If you have a constant need for company, you’ll definitely experience difficulties adjusting to major life changes. When people around you join different colleges or start families, friend groups are bound to lose touch at least temporarily. Lack of social life is a major heartache for those who are married and have kids as well, so keep this in mind when you put people who have their lives “figured out” on a pedestal. To cope with loneliness easier, learn how to enjoy spending time by yourself. This means going out on your own, taking a trip on your own, and having dinners on your own. 

3. Join groups

Most urban environments offer different forms of social engagement. If you join a gym, a book club, an art class or the local sports team, you’ll inevitably meet new people. What you should avoid doing is rushing your way into someone’s life and letting people into your own easily. Quality friendships take time to develop, and it could take up to a year of regular socializing with a person to actually bond on a deeper level. For starters, appreciate having new people to hang out with and bond over topics you all enjoy. 

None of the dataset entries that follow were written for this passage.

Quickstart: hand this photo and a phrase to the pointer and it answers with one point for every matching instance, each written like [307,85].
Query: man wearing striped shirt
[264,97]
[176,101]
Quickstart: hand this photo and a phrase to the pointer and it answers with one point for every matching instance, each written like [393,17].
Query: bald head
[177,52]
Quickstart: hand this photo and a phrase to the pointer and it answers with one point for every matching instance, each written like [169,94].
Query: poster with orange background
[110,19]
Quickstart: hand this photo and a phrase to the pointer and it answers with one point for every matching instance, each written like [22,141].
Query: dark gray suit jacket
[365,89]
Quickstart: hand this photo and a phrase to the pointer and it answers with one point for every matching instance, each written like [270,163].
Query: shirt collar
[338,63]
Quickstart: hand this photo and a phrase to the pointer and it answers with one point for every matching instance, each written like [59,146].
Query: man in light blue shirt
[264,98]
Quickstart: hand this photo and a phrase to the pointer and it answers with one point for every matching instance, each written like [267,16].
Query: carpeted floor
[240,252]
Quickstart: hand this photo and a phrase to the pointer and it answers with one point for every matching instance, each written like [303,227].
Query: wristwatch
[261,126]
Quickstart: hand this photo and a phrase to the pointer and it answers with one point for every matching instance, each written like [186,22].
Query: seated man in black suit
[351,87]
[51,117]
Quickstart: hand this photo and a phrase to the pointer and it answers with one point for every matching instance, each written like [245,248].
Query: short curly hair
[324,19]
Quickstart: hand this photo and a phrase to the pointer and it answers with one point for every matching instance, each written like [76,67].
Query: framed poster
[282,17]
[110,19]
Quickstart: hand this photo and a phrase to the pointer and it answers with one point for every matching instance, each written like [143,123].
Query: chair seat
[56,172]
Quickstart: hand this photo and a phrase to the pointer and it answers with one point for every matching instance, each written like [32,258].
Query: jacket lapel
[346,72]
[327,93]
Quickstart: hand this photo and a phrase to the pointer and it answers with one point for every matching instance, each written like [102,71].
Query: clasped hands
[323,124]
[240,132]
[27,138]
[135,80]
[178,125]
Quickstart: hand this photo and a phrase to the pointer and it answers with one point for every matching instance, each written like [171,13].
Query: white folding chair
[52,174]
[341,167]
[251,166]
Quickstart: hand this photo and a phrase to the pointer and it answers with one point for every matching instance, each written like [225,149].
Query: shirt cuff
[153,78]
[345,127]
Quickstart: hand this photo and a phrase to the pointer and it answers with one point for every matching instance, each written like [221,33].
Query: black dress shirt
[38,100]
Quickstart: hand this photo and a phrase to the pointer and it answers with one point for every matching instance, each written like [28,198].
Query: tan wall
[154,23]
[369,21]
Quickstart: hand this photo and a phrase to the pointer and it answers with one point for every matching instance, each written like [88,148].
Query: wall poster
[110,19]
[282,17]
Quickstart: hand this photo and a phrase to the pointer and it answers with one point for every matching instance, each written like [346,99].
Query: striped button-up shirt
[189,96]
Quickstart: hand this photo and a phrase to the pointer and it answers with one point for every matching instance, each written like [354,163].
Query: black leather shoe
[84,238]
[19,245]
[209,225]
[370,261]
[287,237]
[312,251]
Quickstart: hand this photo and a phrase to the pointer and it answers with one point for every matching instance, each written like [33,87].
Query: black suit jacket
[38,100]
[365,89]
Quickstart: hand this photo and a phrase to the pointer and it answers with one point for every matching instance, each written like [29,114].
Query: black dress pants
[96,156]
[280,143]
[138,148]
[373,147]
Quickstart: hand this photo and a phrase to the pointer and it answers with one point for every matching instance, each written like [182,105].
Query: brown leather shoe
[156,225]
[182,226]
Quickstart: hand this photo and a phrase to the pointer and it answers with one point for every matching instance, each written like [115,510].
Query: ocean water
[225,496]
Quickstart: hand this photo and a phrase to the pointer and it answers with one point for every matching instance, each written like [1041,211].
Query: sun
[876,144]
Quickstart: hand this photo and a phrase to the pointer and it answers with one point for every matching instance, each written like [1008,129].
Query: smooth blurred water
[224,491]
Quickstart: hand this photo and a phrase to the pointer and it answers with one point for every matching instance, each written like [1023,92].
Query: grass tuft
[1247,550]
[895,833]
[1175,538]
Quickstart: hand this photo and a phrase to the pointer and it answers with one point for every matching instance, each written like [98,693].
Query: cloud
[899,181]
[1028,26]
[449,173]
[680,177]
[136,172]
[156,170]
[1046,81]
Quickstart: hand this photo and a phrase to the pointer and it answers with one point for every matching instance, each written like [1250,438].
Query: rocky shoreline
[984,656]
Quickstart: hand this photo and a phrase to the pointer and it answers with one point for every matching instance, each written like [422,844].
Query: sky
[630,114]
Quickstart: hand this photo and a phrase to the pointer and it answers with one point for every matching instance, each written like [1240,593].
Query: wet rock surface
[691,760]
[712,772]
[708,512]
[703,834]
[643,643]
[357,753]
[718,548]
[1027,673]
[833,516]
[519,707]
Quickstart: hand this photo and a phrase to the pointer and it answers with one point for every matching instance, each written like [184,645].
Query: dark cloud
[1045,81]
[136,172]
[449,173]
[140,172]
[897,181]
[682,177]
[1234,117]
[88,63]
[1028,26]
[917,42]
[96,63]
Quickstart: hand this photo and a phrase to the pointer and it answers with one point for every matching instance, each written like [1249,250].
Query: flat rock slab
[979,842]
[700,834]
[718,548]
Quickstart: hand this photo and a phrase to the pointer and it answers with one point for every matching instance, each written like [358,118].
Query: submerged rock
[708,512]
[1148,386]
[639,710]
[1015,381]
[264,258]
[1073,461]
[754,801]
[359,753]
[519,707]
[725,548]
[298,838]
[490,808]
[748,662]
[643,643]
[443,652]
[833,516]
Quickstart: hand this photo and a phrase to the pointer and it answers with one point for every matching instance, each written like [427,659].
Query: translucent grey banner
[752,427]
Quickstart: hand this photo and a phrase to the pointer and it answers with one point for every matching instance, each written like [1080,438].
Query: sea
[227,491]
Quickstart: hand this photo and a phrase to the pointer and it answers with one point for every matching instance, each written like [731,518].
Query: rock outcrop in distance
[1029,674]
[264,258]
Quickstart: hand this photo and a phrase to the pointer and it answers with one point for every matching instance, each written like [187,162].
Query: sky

4. Reach out of your comfort zone

People love being around comfortable, happy and satisfied people. The road to achieving this won’t be easy, because it will require you to face insecurities. Whatever it is that makes you uncomfortable and insecure, you’ll inevitably have to face it if you want to beat the fear of being judged and ridiculed. Once you gain more confidence, you’ll laugh at the days when you actually cared about what people think.